Apple is a hardware company - cstejerean
http://weblog.raganwald.com/2008/01/apple-is-hardware-company.html
======
dkokelley
I think the point of the article is to say, "You can't buy Apple's great
software without paying for Apple's great hardware, but you can purchase
Apple's great hardware, and still put someone else's software in there.
Therefor, Apple is primarily a hardware company."

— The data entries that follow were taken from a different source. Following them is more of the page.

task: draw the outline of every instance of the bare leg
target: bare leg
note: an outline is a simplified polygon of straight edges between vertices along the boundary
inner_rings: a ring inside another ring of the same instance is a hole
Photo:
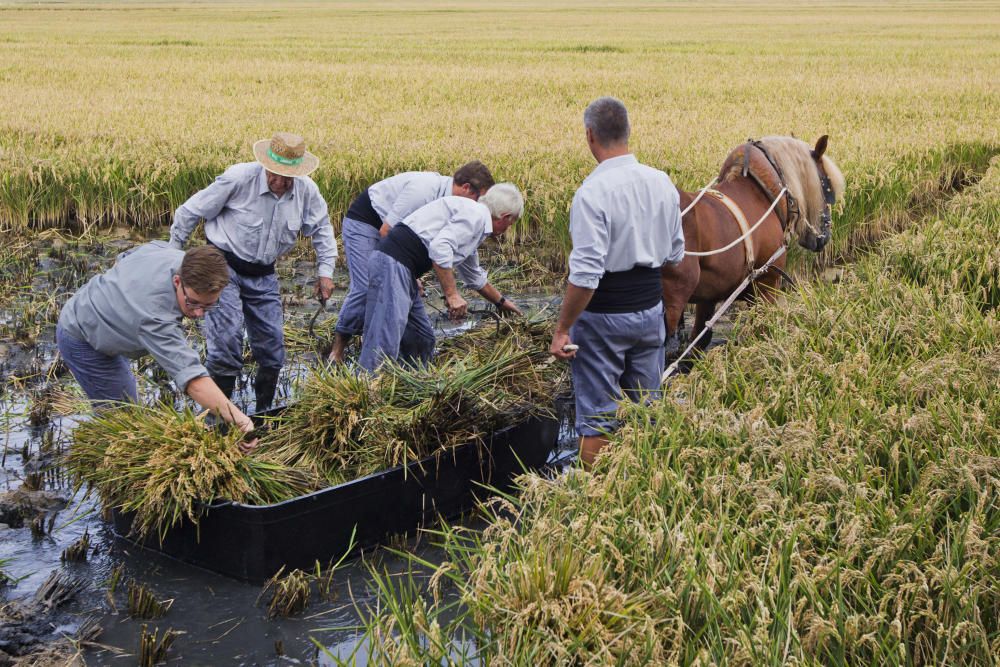
[[[583,469],[590,470],[594,467],[594,459],[602,449],[608,444],[606,435],[584,435],[580,437],[580,460],[583,461]]]
[[[335,333],[333,335],[333,349],[330,350],[329,361],[336,364],[344,363],[344,357],[347,354],[347,344],[351,342],[350,334]]]

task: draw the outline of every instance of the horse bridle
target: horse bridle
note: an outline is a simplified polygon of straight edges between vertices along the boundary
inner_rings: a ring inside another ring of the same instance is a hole
[[[756,183],[757,186],[764,191],[764,194],[767,195],[768,198],[774,197],[774,193],[769,192],[768,189],[764,186],[764,184],[761,183],[757,179],[757,177],[755,177],[753,173],[750,171],[750,148],[756,148],[767,159],[768,164],[770,164],[771,168],[774,169],[774,173],[778,175],[778,181],[781,183],[781,187],[785,189],[785,207],[786,207],[785,216],[784,217],[781,216],[780,209],[775,211],[778,214],[778,221],[781,223],[781,231],[785,231],[788,228],[788,223],[790,220],[793,220],[801,216],[801,213],[799,211],[799,201],[794,196],[792,196],[791,191],[788,189],[788,184],[785,183],[785,174],[781,171],[781,167],[778,166],[778,163],[774,160],[774,158],[771,157],[771,154],[768,152],[763,142],[756,141],[750,138],[747,139],[747,146],[748,146],[747,150],[743,151],[743,178],[746,178],[749,175],[750,177],[753,178],[754,183]],[[795,216],[795,218],[792,217],[793,215]]]
[[[788,184],[785,183],[785,174],[781,171],[781,167],[778,166],[778,163],[771,156],[771,153],[768,152],[767,147],[764,146],[764,143],[762,141],[757,141],[751,138],[747,139],[747,146],[756,148],[764,155],[768,163],[771,165],[771,168],[774,169],[774,173],[778,175],[778,180],[781,182],[781,187],[785,188],[785,202],[787,205],[787,214],[784,220],[781,219],[780,214],[778,215],[778,220],[781,222],[781,231],[785,231],[787,230],[788,224],[791,220],[802,219],[802,209],[799,208],[799,202],[794,196],[792,196],[791,191],[788,190]],[[814,150],[809,151],[809,154],[812,156],[813,162],[816,164],[816,174],[819,176],[819,184],[823,190],[824,206],[823,206],[823,213],[820,215],[820,229],[816,229],[815,227],[813,227],[812,223],[810,223],[808,219],[805,220],[805,224],[807,227],[809,227],[810,230],[812,230],[812,232],[818,238],[823,239],[823,241],[826,242],[829,241],[830,239],[830,230],[831,227],[833,226],[833,215],[831,213],[831,210],[834,203],[836,203],[837,201],[837,195],[833,191],[833,184],[830,183],[830,177],[826,175],[826,169],[823,167],[822,156],[817,156],[816,151]],[[743,151],[743,177],[745,178],[747,175],[753,176],[753,174],[750,173],[749,149]],[[769,197],[774,196],[773,192],[767,191],[767,188],[764,187],[763,183],[761,183],[756,178],[754,178],[753,180],[762,190],[764,190],[764,194],[766,194]]]

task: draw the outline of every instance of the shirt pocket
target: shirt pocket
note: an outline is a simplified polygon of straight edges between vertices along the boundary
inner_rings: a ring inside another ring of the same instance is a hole
[[[240,247],[251,255],[256,255],[257,245],[260,243],[260,235],[264,230],[264,219],[243,216],[237,219],[236,242]]]
[[[281,225],[281,245],[288,247],[295,245],[295,240],[299,237],[302,229],[302,218],[289,216]]]

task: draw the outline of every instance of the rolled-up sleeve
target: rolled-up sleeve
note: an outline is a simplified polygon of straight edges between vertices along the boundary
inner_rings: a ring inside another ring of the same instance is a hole
[[[181,391],[187,391],[191,380],[208,375],[179,323],[146,320],[139,325],[138,333],[139,344],[163,367]]]
[[[458,277],[472,290],[481,290],[489,282],[486,269],[479,265],[479,253],[474,252],[455,267]]]
[[[196,192],[177,207],[174,211],[174,223],[170,225],[171,247],[183,248],[199,220],[211,220],[219,215],[238,185],[233,178],[232,169],[227,169],[211,185]]]
[[[584,289],[597,289],[608,257],[608,226],[604,214],[577,191],[569,213],[573,250],[569,255],[569,282]]]
[[[330,211],[319,188],[310,193],[302,211],[302,234],[312,238],[316,249],[316,274],[320,278],[333,277],[333,264],[337,261],[337,240],[330,224]]]

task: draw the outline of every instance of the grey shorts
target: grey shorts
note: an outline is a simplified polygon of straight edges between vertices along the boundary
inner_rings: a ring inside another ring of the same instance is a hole
[[[580,346],[571,364],[577,433],[615,431],[623,395],[635,402],[659,398],[665,335],[662,304],[635,313],[581,313],[570,329]]]

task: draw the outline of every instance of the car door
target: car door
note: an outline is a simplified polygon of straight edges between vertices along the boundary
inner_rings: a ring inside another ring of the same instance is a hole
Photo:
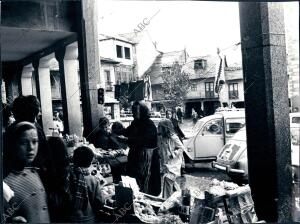
[[[215,118],[206,122],[194,144],[197,158],[216,157],[224,145],[222,119]]]

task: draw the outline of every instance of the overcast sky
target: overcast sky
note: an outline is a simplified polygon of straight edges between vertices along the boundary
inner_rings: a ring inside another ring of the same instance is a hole
[[[145,29],[163,52],[186,47],[190,56],[199,56],[216,53],[217,47],[224,49],[240,41],[237,2],[99,0],[97,3],[99,33],[103,34],[137,31],[139,23],[154,16]],[[289,4],[298,8],[298,3]],[[298,21],[298,14],[295,16]]]

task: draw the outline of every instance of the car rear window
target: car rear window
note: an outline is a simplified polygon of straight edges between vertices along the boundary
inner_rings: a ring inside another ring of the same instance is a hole
[[[292,118],[292,123],[293,124],[300,124],[300,117],[293,117]]]
[[[225,123],[226,134],[232,135],[245,126],[245,118],[227,118]]]

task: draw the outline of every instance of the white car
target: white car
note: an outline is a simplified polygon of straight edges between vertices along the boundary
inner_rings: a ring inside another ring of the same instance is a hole
[[[298,129],[299,130],[299,129]],[[292,168],[294,180],[299,178],[299,131],[291,132]],[[296,135],[295,135],[296,134]],[[234,181],[248,180],[246,129],[242,128],[222,148],[213,167],[228,174]]]
[[[187,162],[216,160],[226,142],[244,126],[244,111],[222,111],[201,118],[190,132],[185,132]]]

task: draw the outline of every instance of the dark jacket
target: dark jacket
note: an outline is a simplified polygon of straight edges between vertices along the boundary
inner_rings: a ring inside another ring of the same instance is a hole
[[[136,104],[140,106],[140,118],[135,119],[124,131],[130,148],[126,171],[137,180],[141,192],[159,195],[161,183],[157,129],[150,120],[147,106],[143,103],[134,105]]]
[[[114,146],[110,139],[110,134],[103,129],[98,129],[98,131],[91,136],[90,142],[93,143],[96,148],[104,150],[112,149]]]

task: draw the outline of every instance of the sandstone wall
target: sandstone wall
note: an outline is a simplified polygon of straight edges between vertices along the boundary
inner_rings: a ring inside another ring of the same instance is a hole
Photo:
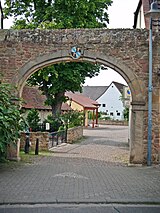
[[[36,139],[39,139],[39,150],[47,151],[49,146],[49,133],[48,132],[30,132],[30,150],[35,150]],[[76,127],[68,129],[67,142],[73,143],[74,141],[83,137],[83,127]],[[20,149],[24,150],[26,134],[21,133]]]

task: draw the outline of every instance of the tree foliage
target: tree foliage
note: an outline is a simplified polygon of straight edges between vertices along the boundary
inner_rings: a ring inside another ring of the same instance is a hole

I would say instead, that Apple is a device company. Even though you can
purchase Apple's hardware, it comes bundled with their software, no matter
what, and if you want to purchase their software, you can only put it on their
hardware.

The only device which you can put someone else's software on (disregarding
linux on the ipod) is MS Windows on a Macintosh. You can't (with Apple's
approval) put windows on Apple TV, iPods, or, the iPhone.

Apple is about the complete package. They prefer to design their own hardware,
build their own software for their hardware, and build there own applications
for their own OS.

The moral of the story: Apple, makes phenomenal products, does not play well
with others.

------
boucher
Apple's not a hardware company. Apple is, primarily, a software company. They
just make money on hardware.

Steve Jobs said in a keynote recently (quoting Alan Kay), "People who are
really serious about software should make their own hardware." That is,
essentially, Apple's philosophy.

------
pistoriusp
Point taken, but they make some pretty impressive software for a hardware
company.

------
joeguilmette
i _wish_ Apple was strictly a hardware company. they produce absolutely
brilliantly engineered devices, it's a shame that they go to such extreme
lengths to prevent people from putting their own software on them.